I usually don’t like it when the death of an individual provides me with a spark to write about them. It seems a bit ghoulish but in this case I’ll make an exception.

”I invented media psychology; I was the first, the founding mother.”

Long before there was a Dr. Phil, Dr. Oz, Dr. This or Dr. That dishing out advice on television for what ails you there was another doctor who, depending on your point of view, should be credited with establishing the format that is still in use today.

Her name was Dr. Joyce Brothers and here’s her story.

Joyce Brothers (nee Bauer) was born in Brooklyn, New York to a pair of attorneys who shared a law practice together. She would later go on to attend Cornell University where she majored in home economics (you can major in that?) and psychology. She eventually earned a Ph.D from Columbia University.

She married an internist in 1949 but the couple struggled early on with finances and paying off school debt so a bold move was in order. She decided to audition for the popular game show called The $64,000 Question to try and alleviate their financial situation and even though her expertise was in the field of psychology the producers of the show decided to test her mettle and quiz her on the sport of boxing. She boned up on the books prior to the show and wound up winning the cash. She was the first woman to do so.

Note: She would later be called on to testify regarding the whole scandal surrounding Charles Van Doren and the rigging of certain game shows throughout the 50’s but was eventually absolved from any accusations of cheating.

Based on her performance CBS decided to use her as a gimmick when they had her be a television commentator for a fight between Sugar Ray Robinson and one Carmen Basilio. It’s thought that she was the first woman ever to take on that role when it came to boxing.

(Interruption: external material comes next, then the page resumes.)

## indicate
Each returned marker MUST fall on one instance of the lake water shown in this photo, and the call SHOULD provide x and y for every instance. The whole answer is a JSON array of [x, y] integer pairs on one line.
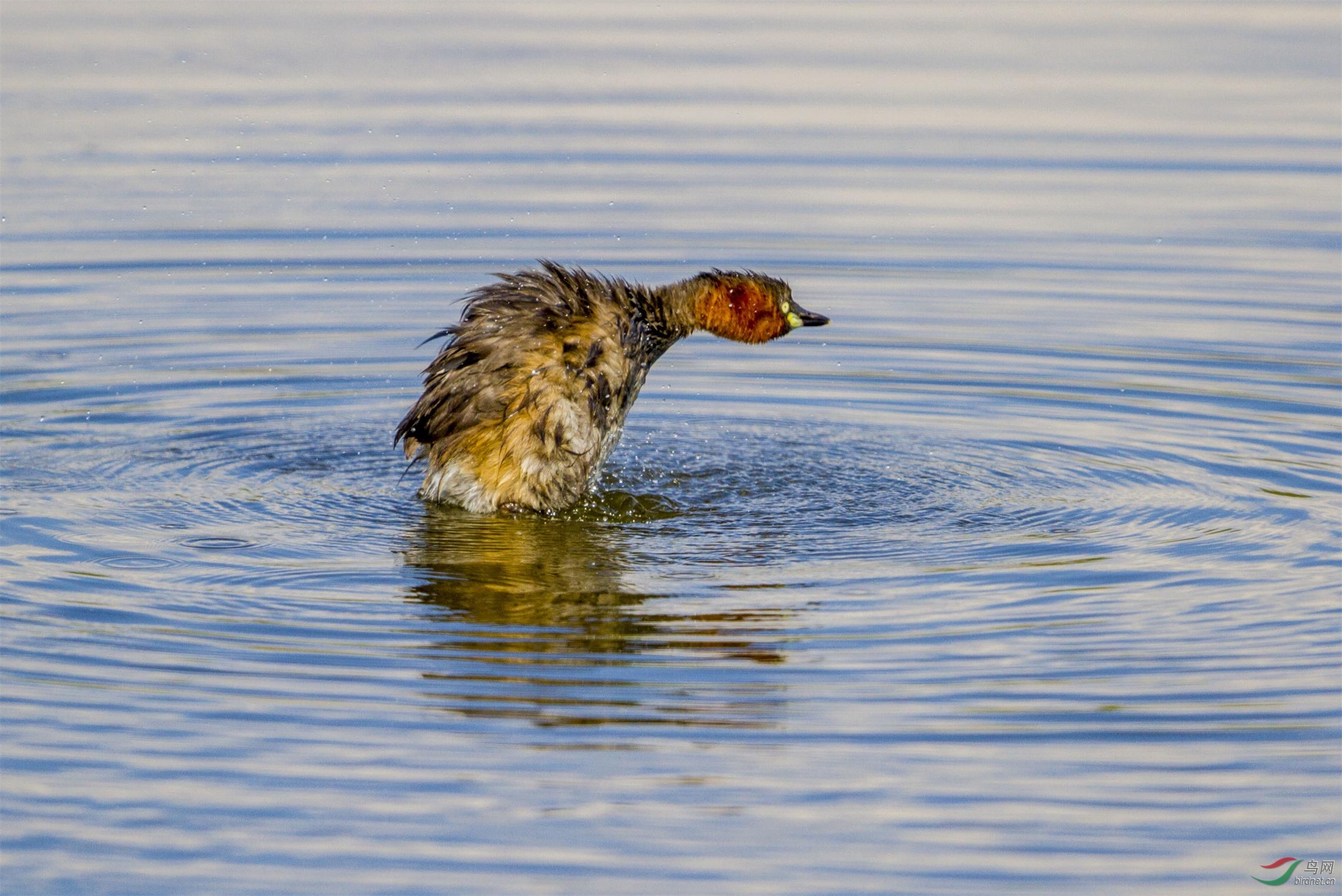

It wasn’t long afterwards that Brothers parlayed her success on the game show and landed a gig of her own on television. This time though, she was back on familiar ground and fielded questions from an audience about relationships and other assorted personal matters. This led to a syndicated column that at the height of its popularity was published in over 300 newspapers. She also had a monthly column in Good Housekeeping magazine that appeared for over forty years.

Brothers also had no trouble poking fun at herself. Over the years, she made a host of cameo appearances in various sitcoms where she usually played some kind of version of herself dishing out some much needed psychological advice. Here’s a partial list of some of her more memorable cameo’s.

Over the years, she also made hundreds of appearances on The Tonight Show with Johnny Carson where she dished out some sage advice with a hint of humor. All in all, she was the ninth most frequent guest to appear on the show.

Dr. Joyce Brothers passed away yesterday at the age of 85. The cause of death was listed as respiratory failure.

Safe travels Doc, hope to see you doling out your wisdom in the ether when I eventually get there.